Have a question about this project? Sign up for a free GitHub account to open an issue and contact its maintainers and the community.

By clicking “Sign up for GitHub”, you agree to our terms of service and privacy statement. We’ll occasionally send you account related emails.

Already on GitHub? Sign in to your account

Feat(vector store): lancedb #33

Merged
merged 45 commits into from
Oct 7, 2024
Merged

Feat(vector store): lancedb #33

merged 45 commits into from
Oct 7, 2024

Conversation

marieaurore123
Copy link
Contributor

@marieaurore123 marieaurore123 commented Sep 23, 2024

  1. Adds lanceDB as a vector store in rig-lancedb crate
  2. Modifies VectorStoreIndex trait to include a generic type type SearchParams which can be passed to the vector store query to customize the query.

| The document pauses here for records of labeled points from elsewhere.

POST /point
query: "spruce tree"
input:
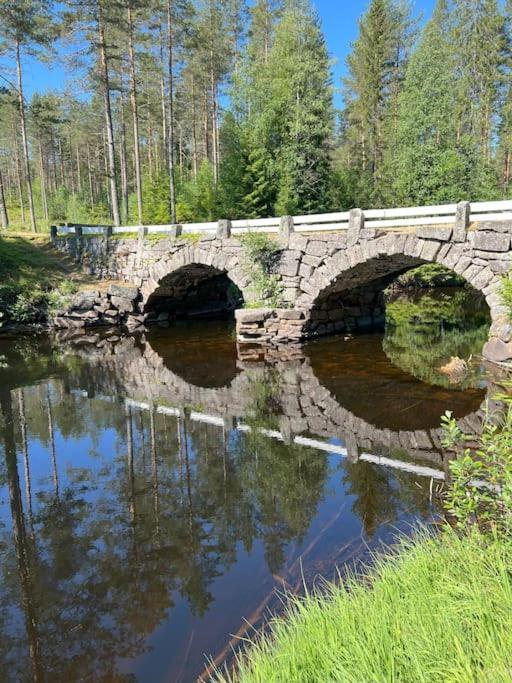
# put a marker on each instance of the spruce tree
(428, 165)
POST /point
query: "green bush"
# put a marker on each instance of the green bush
(262, 254)
(480, 492)
(506, 293)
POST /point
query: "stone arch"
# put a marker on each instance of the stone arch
(387, 256)
(195, 265)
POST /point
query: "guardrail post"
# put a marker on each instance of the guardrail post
(175, 230)
(355, 226)
(462, 220)
(286, 229)
(224, 229)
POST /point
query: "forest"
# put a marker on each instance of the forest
(191, 110)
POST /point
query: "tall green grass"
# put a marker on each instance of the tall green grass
(440, 609)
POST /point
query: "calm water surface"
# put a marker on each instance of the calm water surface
(156, 490)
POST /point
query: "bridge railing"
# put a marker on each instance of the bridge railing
(379, 219)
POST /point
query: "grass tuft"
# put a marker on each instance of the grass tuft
(440, 609)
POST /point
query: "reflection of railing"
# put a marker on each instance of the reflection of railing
(444, 214)
(316, 444)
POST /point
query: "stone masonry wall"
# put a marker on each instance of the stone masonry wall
(329, 281)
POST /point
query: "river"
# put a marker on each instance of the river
(156, 490)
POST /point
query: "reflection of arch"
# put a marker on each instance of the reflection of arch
(208, 275)
(305, 405)
(361, 272)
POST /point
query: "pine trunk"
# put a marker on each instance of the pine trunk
(135, 115)
(24, 140)
(4, 216)
(111, 156)
(170, 134)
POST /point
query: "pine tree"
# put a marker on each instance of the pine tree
(292, 124)
(429, 166)
(376, 68)
(26, 25)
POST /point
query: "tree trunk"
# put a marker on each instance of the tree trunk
(170, 136)
(135, 114)
(19, 180)
(163, 96)
(111, 155)
(3, 206)
(123, 157)
(194, 131)
(44, 198)
(21, 103)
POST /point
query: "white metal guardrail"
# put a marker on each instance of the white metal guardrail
(381, 219)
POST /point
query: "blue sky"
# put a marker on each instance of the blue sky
(339, 22)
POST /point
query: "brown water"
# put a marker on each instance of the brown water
(155, 491)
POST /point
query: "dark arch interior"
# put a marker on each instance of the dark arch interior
(356, 300)
(193, 291)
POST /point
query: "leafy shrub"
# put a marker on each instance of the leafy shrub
(506, 293)
(262, 254)
(481, 487)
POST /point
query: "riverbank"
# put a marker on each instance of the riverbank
(439, 609)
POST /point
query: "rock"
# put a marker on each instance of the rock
(122, 304)
(124, 292)
(252, 315)
(498, 351)
(432, 232)
(492, 241)
(456, 369)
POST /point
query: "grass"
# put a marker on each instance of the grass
(440, 609)
(34, 279)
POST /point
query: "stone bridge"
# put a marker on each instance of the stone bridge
(327, 282)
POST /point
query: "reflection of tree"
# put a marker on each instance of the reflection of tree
(381, 494)
(425, 329)
(20, 540)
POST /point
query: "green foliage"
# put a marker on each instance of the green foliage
(261, 254)
(438, 609)
(429, 275)
(506, 293)
(480, 491)
(426, 328)
(34, 281)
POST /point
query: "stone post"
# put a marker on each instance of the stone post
(286, 229)
(462, 219)
(355, 226)
(224, 229)
(175, 231)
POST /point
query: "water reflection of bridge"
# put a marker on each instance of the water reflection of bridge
(303, 411)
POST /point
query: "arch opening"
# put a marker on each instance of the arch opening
(193, 291)
(429, 315)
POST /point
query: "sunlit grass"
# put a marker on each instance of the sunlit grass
(438, 610)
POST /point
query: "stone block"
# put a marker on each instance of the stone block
(492, 241)
(252, 315)
(288, 268)
(433, 232)
(123, 305)
(124, 292)
(317, 248)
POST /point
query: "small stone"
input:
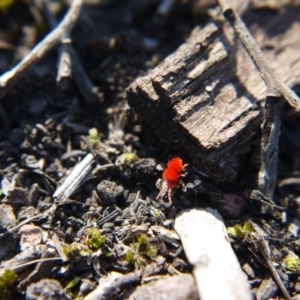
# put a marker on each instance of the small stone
(109, 191)
(179, 264)
(27, 212)
(30, 235)
(175, 288)
(233, 206)
(86, 287)
(18, 197)
(7, 217)
(145, 166)
(248, 270)
(46, 289)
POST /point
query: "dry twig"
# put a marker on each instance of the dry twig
(264, 250)
(8, 79)
(275, 91)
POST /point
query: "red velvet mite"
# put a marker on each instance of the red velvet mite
(171, 175)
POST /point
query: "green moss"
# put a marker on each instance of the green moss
(140, 251)
(240, 231)
(7, 279)
(292, 263)
(95, 239)
(73, 283)
(142, 239)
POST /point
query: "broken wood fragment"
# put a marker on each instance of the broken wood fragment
(204, 100)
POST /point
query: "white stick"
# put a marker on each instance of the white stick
(206, 244)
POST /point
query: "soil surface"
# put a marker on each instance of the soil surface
(112, 222)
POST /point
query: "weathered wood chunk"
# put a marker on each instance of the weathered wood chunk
(204, 99)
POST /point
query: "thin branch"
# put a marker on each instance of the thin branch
(8, 79)
(69, 65)
(264, 250)
(80, 173)
(267, 176)
(275, 88)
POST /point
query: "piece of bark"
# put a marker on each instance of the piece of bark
(216, 269)
(204, 99)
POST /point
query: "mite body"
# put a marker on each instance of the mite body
(171, 175)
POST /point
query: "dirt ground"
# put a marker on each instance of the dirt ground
(46, 128)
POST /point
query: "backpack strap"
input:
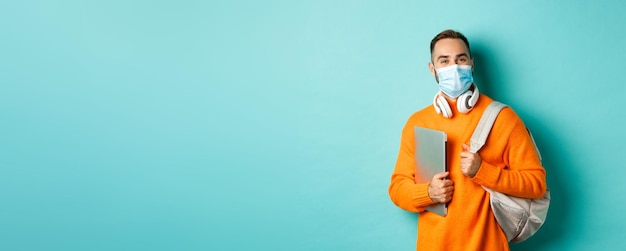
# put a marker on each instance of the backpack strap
(479, 137)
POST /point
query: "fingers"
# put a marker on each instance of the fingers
(441, 175)
(440, 189)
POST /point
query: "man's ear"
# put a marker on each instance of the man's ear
(431, 68)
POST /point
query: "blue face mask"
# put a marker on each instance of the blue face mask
(454, 80)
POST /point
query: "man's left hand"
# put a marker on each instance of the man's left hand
(470, 162)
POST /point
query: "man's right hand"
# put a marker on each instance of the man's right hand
(440, 189)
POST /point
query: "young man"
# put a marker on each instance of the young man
(508, 163)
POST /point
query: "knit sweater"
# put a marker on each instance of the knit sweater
(510, 164)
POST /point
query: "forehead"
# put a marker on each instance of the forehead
(449, 46)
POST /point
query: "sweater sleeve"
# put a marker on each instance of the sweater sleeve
(523, 175)
(403, 190)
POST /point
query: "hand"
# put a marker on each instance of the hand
(440, 189)
(470, 162)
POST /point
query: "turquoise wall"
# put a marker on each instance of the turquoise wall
(274, 125)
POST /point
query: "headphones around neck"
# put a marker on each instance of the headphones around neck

@marieaurore123 marieaurore123 changed the title Feat(vector store)/lancedb Feat(vector store): lancedb Sep 23, 2024
@cvauclair
Copy link
Contributor

cvauclair commented Sep 23, 2024

@0xMochan @garance-buricatu would like your opinion on something here. This PR adds an associated type for the VectorStoreIndex trait SearchParams and adds it as an argument to the trait method, e.g.:

// in rig-core/src/vector_store/mod.rs
pub trait VectorStoreIndex: Send + Sync {
    type SearchParams: for<'a> Deserialize<'a> + Send + Sync;    // <-------- This new type

    fn top_n_from_query(
        &self,
        query: &str,
        n: usize,
        search_params: Self::SearchParams,  // <--------- used here
    ) -> impl std::future::Future<Output = Result<Vec<(f64, DocumentEmbeddings)>, VectorStoreError>> + Send;
    
    // ...
}

However, a downstream effect is that you now need to pass an VectorStoreIndex::SearchParams argument when constructing a RAG agent, e.g.:

// in rig-core/examples/rag.rs
    let rag_agent = openai_client.agent("gpt-4")
        .preamble("
            You are a dictionary assistant here to assist the user in understanding the meaning of words.
            You will find additional non-standard word definitions that could be useful below.
        ")
        .dynamic_context(1, index, "".to_string())  // <---- new empty string argument
        .build();

This feels a little awkward, even though it "makes sense". However, another approach would be to push whatever search/index parameters into the struct that implements the VectorStoreIndex trait. So instead of passing those params as an argument to the search functions, they would be fixed for a given VectorStoreIndex. E.g. you'd have this instead:

pub struct LanceDbVectorStore<M: EmbeddingModel> {
    model: M,
    document_table: lancedb::Table,
    embedding_table: lancedb::Table,
    params: ....   // <------- params would go inside the index object
}

This also has the advantage of making the VectorStoreIndex object safe avoid the need for the serde "hack" to get around the object safety requirements.

@0xMochan
Copy link
Contributor

0xMochan commented Sep 23, 2024

Interesting, for context, can you provide an example for how the search params can be used?

@marieaurore123
Copy link
Contributor Author

marieaurore123 commented Sep 23, 2024

@cvauclair

Pro for new approach:

  • wouldn't force the SearchParams struct to be deserializable/serializable, this has been annoying.
  • improves readability like in the example you showed where the empty string was confusing

Con for new approach:

  • can't use different settings of SearchParams for different calls to top_n_from_query or top_n_from_embedding. (unless we can modify the entire LanceDbVectorStore struct)

@marieaurore123
Copy link
Contributor Author

marieaurore123 commented Sep 23, 2024

@0xMochan

in lanceDB, search params can be used to define the distance type (cosine, l2, dot, ...), search type (approximate nearest neighbor, exact nearest neighbor), filters, and more fine tuning options on the search index.

@cvauclair
Copy link
Contributor

cvauclair commented Sep 23, 2024

Con for new approach:

- can't use different settings of SearchParams for different calls to `top_n_from_query` or `top_n_from_embedding`. (unless we can modify the entire `LanceDbVectorStore` struct)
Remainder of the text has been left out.